Simon Mundy’s fourth poetry collection, More for Helen of Troy, is, in many ways, a mixed bag. It ranges from vignettes of Helen of Troy in the opening ten-poem sequence to poems of landscape, personal incident and ideas. And it explores themes as varied as gender relations, war, ageing and ideals. Mundy brings a deftness and lightness of touch to many of his poems, suffusing the collection with poignancy and a yearning for times past. Yet, there is a disappointment about the collection too – not only Mundy’s palpable disappointment with “modern” life, but a certain disappointment, for this reader at least, in the variable quality of the poetry.

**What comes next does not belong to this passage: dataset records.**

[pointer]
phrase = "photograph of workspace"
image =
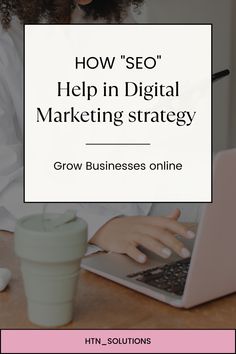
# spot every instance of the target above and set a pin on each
(118, 265)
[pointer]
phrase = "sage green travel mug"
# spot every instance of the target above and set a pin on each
(50, 250)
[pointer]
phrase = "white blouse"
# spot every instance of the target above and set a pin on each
(11, 143)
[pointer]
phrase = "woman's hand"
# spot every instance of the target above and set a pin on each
(155, 233)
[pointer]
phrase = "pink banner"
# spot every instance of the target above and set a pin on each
(118, 341)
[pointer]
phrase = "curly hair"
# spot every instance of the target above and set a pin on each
(59, 11)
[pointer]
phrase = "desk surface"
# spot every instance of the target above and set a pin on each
(102, 304)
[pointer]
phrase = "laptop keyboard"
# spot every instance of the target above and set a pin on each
(170, 277)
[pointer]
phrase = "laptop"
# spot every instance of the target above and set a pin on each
(209, 274)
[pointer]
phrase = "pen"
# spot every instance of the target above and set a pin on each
(220, 75)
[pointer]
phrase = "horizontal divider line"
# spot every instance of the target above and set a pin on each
(117, 144)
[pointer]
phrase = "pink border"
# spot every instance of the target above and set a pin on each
(162, 341)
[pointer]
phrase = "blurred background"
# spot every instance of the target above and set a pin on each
(222, 14)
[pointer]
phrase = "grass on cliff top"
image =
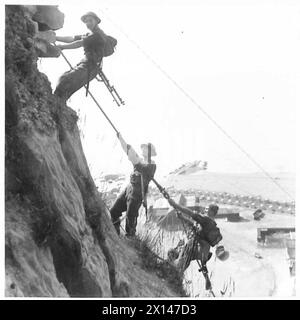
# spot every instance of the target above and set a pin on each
(162, 268)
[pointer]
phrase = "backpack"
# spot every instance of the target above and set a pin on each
(110, 45)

The Helen of Troy sequence sets up themes of beauty as casus belli, exploring also the tension between striving for ideals and dealing with the inevitable disappointment which follows. In “Deceptive Beauty”, Mundy likens Helen to peonies –
Her roots will be among the earliest
To sense the death of frost,
There are some lovely sounds and images but the poem also has its jarring moments – often when Mundy is too telling and when his descriptions are not sufficiently accurate:
In full June panoply she seems
Gaspingly beautiful, her white cheeks
Tinged with pink, her neck flecked
With clever hints of colour,
Although the internal rhyme and assonance of these lines are pleasing, the image of Helen’s flecked neck makes me think more of kitchen linoleum than a gaspingly beautiful woman. But then again, in “The Soldier’s Song”, the final line perfectly conveys, in just a few words, the soldier’s feelings:
..the years will leave her
Warm when I am mud.
Similarly, in “Menelaus Reports”, desire is beautifully described as,
….the slow joy of visiting
A half-remembered clearing in the woods
And finding wild strawberries
Growing there, beneath a fallen oak
Just as they always did.
The Helen of Troy sequence is a foil for later poems in which the contemporary, man-made world is presented as a shabby, second-rate source of disappointment in comparison to the classical age of gods and goddesses, and high ideals. In “Mermaid”, the mythical creature could,
Shed the tail, rejoice in legs and bush,
Bask on the warm sands of love
Before the mortal tides creep in
Across the disappointing strand.
No. Keep amphibious. Immortal
Beauty is worth a little weeping.
A key motif throughout the collection is ageing and there is a note of envy of the young and of youthfulness. In “Four”, Mundy opens with the rueful observation,
I’ve lost the key, no
It’s worse than that.
I’ve lost the lock.
The poems ends with the regret,
All I have
Is a list of what has been,
The feeling of missing
Fun, sport, import, point
Within mountains you can trace
That ancient ejaculation
On the knickers of the land.
Overall, there’s such variability in the quality of the collection that even within a single poem, there are successful and unsuccessful lines. In “Summergill”, a beautifully-observed poem of place, I found the phrase, “Major brook, non-commissioned river”, self-consciously and intrusively “clever”. Yet, the line above, “You are the perfect gill for summer” is a playful pun which works for me.